Она отвела меня в пустую комнату на втором этаже, в конце коридора, и мы уселись на деревянном полу. Там всегда холодно. А окно только одно. Из-за стекающей по стеклу воды деревья в саду выглядят размытыми. Махо склонила голову. Её волосы спускаются по белой длинной рубашке до самого подола. Мы держались за руки.
– Почему ты плачешь, Махо?
– Из-за твоего папы.
– Он болеет, Махо. Но выздоровеет. Он сам мне сказал.
Она покачала головой, затем подняла её. Из единственного глаза, который было видно среди волос, текли слезы.
– Твои мама с папой хотят уехать. А я хочу, чтобы ты не уезжала. Никогда.
– Я никогда тебя не оставлю, Махо. – Теперь грустно стало уже мне, и в горле появился привкус моря.
Махо принюхалась, прячась за волосами. Дождь очень громко стучал по крыше, и казалось, будто он идет внутри нашей комнаты.
– Обещаешь? – спросила она.
– Обещаю, – кивнула я. – Ты моя лучшая подруга, Махо.
– Твои родители не понимают игрушек.
– Я знаю.
– Они просто хотят играть. Твой папа должен спать и не мешать им. Если он узнает обо мне и игрушках, то увезет тебя от нас.
– Нет. Никогда. – Мы обнялись, и Махо сказала, что любит меня.
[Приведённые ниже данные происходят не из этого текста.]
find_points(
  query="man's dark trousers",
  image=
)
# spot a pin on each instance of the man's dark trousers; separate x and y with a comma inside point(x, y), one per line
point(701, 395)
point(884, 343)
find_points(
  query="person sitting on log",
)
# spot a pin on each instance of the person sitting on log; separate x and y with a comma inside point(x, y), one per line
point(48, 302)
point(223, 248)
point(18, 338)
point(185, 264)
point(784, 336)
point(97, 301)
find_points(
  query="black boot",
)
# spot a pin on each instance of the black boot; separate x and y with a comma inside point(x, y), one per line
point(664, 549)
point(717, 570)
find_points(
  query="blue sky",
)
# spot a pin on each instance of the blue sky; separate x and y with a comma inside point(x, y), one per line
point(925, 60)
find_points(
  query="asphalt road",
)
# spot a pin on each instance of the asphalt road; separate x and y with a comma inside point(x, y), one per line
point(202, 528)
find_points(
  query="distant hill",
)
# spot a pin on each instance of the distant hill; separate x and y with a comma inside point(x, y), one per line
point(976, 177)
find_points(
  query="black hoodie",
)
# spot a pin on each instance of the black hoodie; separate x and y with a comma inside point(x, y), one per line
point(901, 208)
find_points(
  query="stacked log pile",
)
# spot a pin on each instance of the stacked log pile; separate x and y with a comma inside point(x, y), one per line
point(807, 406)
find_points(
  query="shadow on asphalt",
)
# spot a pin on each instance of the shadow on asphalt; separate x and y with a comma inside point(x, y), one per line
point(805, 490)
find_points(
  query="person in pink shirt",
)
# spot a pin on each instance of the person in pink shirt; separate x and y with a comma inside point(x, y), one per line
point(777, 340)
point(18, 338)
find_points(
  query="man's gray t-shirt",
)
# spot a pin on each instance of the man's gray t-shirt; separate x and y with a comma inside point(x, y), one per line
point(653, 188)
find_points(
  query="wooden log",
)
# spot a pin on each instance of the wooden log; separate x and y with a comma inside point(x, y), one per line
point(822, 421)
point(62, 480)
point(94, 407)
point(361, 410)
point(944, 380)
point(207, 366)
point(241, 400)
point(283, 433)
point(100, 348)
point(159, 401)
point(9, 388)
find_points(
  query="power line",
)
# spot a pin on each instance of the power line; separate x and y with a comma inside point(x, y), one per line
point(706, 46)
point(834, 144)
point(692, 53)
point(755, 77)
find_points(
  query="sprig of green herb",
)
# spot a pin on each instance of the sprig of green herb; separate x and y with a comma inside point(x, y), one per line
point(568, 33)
И что игрушки тоже меня любят. Я поцеловала её мягкие волосы и почувствовала губами, какое холодное у нее ухо.
На первом этаже открылась и закрылась кухонная дверь. Махо убрала руки и распутала волосы, обвившиеся вокруг моей шеи.
– Твоя мама ищет тебя. – Слезы по-прежнему стекали по её белому лицу.